Batı’nın değerleriyle büyümüş, Batı’da şöhrete ve refaha
kavuşmuş olan Yusuf, 80’ler ve 90’larda yansıttığı radikal Müslüman
imajını 11 Eylül’den sonra değiştirdi, aslında herhalde değiştirmek
zorunda kaldı. CNN gibi “şeytan”ın kanallarında İslam’ın
aslında barış dini olduğunu anlatmaya çalışıyor, hippi yıllarının
ürünü ‘Peace Train’ (Barış Treni) şarkısını canlı yayınlarda
söylüyordu. Müzik kariyerine ağırlık vermeye başladığı bu dönemde,
devrin meşhur “medeniyetler çatışması” silsilesine güzel de bir
cevap olarak görüldü ılımlı Müslüman dünyada. Benzer şekilde, bu
ılımlı tutumu onun geçmişiyle de belli ölçülerde, örneğin Paul
McCartney gibi kendi döneminden büyük ustalarla tekrar bir araya
gelip şarkılar söyleyebilecek kadar barışmasına vesile oldu.
ŞEYTAN BUNUN NERESİNDE?
Popüler müziğin bu en büyük şarkı yazarlarından biri, iki gün
önce, evvelden de sitayişle söz ettiği Cumhurbaşkanı Erdoğan’ın
“himayesinde” bir konser verdi; ardından da gitarını Erdoğan’a
hediye etti. Hayatında belki ilk kez eline gitar alan Erdoğan’ın
gitar ile çekilmiş fotoğrafı iki gündür her yerde karşımıza
çıkıyor. Kime ne anlatıyor bu fotoğraf bilmiyorum ama benim gözümün
önünden mevcut siyasi iktidarın müzik ve sanatla ilgili tutumuna ve
söylemlerine dair bir film şeridi geçiverdi. Erdoğan o fotoğraftaki
gibi gitarı incelerken aklının bir yerinden “Şeytan bunun
neresinde?” diye geçsin isterdim ama zannetmiyorum tabii. Dahası
kendisinin en önemli destekçileri olan radikal İslamcıların, müziğe
savaş açmış tarikatların temsilcilerinin o fotoğrafı görünce neler
düşündüğünü de çocukça bir merakla bilebilmeyi dilerdim. Ancak bu
yazının konusu bu değil.
Yusuf İslam Türkiye konseri
Batı’da, 60’ların protest ortamında ortaya çıkmış müziğin
etkisi, tarzlar ve müzik sektörü baştan sona değişmiş olsa da bugün
bile kendisini hissettiriyor. Müzik ile özgürlüğün ilişkisinden söz
açılan her sohbet, her tartışma ister istemez 60’ların alev almış
gitarlarına değinmek zorunda. Müzik hayatında hiçbir zaman
“protest” bir yerde durmamış olsa da Cat Stevens, 1966’da başladığı
müzik kariyerinde edindiği her başarıyı bu protest ruha borçlu.

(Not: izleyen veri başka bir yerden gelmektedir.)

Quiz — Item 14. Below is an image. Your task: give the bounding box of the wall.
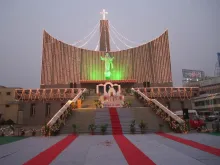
[0,87,19,123]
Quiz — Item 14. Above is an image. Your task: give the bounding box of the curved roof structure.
[41,30,172,85]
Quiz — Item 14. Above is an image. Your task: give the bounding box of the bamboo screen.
[41,31,172,85]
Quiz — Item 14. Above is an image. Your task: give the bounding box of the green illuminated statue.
[101,53,114,80]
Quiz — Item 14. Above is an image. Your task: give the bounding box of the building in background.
[214,53,220,77]
[182,69,205,86]
[192,77,220,114]
[0,86,22,123]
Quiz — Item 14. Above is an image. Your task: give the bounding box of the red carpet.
[24,135,77,165]
[157,133,220,156]
[114,135,155,165]
[109,108,122,135]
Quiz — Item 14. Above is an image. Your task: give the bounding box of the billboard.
[217,53,220,67]
[182,69,205,81]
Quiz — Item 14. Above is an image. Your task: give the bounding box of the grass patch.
[0,136,26,145]
[210,132,220,136]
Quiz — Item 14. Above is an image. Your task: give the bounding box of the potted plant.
[0,128,5,136]
[72,124,77,134]
[88,124,97,135]
[101,124,108,135]
[159,123,164,132]
[41,125,50,136]
[31,128,37,136]
[130,120,136,134]
[20,128,25,136]
[10,125,15,135]
[139,120,147,134]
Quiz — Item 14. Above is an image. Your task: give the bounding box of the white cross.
[100,9,108,20]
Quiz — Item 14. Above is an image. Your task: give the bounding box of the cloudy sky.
[0,0,220,88]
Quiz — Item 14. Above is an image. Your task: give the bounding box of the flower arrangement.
[130,120,136,134]
[72,124,77,134]
[0,128,5,136]
[20,128,25,136]
[31,128,37,136]
[94,100,102,108]
[123,101,131,108]
[49,124,60,136]
[100,124,108,135]
[41,125,50,136]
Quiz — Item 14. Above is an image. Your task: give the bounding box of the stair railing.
[131,88,185,124]
[47,88,86,127]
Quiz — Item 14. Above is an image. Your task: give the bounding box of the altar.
[96,82,124,107]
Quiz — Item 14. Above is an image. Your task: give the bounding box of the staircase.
[125,96,144,107]
[95,108,112,134]
[82,96,99,108]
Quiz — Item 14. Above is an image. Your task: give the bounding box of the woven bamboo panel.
[41,31,172,85]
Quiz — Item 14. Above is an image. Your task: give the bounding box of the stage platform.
[80,79,137,84]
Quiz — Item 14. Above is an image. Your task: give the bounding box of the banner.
[182,69,205,81]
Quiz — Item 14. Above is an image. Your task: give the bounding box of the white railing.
[47,89,86,127]
[131,88,185,124]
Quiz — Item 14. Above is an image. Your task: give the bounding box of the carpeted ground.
[0,136,25,145]
[0,133,220,165]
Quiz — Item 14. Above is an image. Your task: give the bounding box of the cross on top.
[100,9,108,20]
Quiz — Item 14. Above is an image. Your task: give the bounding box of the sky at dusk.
[0,0,220,88]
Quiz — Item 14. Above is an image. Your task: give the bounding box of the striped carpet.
[0,133,220,165]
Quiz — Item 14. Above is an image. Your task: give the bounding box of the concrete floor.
[0,133,220,165]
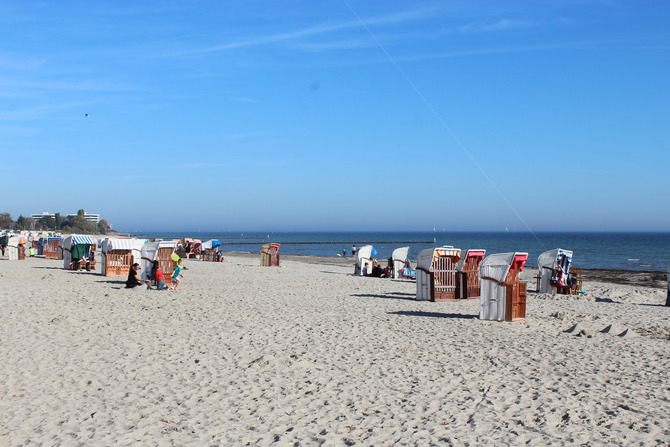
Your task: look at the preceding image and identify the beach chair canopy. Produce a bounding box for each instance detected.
[202,239,221,250]
[101,238,146,253]
[456,248,486,272]
[391,247,409,263]
[479,252,528,283]
[69,234,95,247]
[416,245,461,272]
[356,245,376,260]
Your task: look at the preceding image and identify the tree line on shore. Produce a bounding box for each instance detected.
[0,210,110,234]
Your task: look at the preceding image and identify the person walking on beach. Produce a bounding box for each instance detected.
[168,259,184,292]
[126,262,151,289]
[147,261,167,290]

Kendisi belki isteksiz olsa da dâhil edildiği büyük müzik dalgası
onu, en önemli şarkı yazarlarından biri olarak popüler müzik
tarihinin 60’lar ve 70’ler boyunca hüküm süren ve ana akımın ta
kendisi olsa bile “alternatif” bir yerde durmayı başaran bir
tarihsel durumun kıyısına sürüklemek zorunda.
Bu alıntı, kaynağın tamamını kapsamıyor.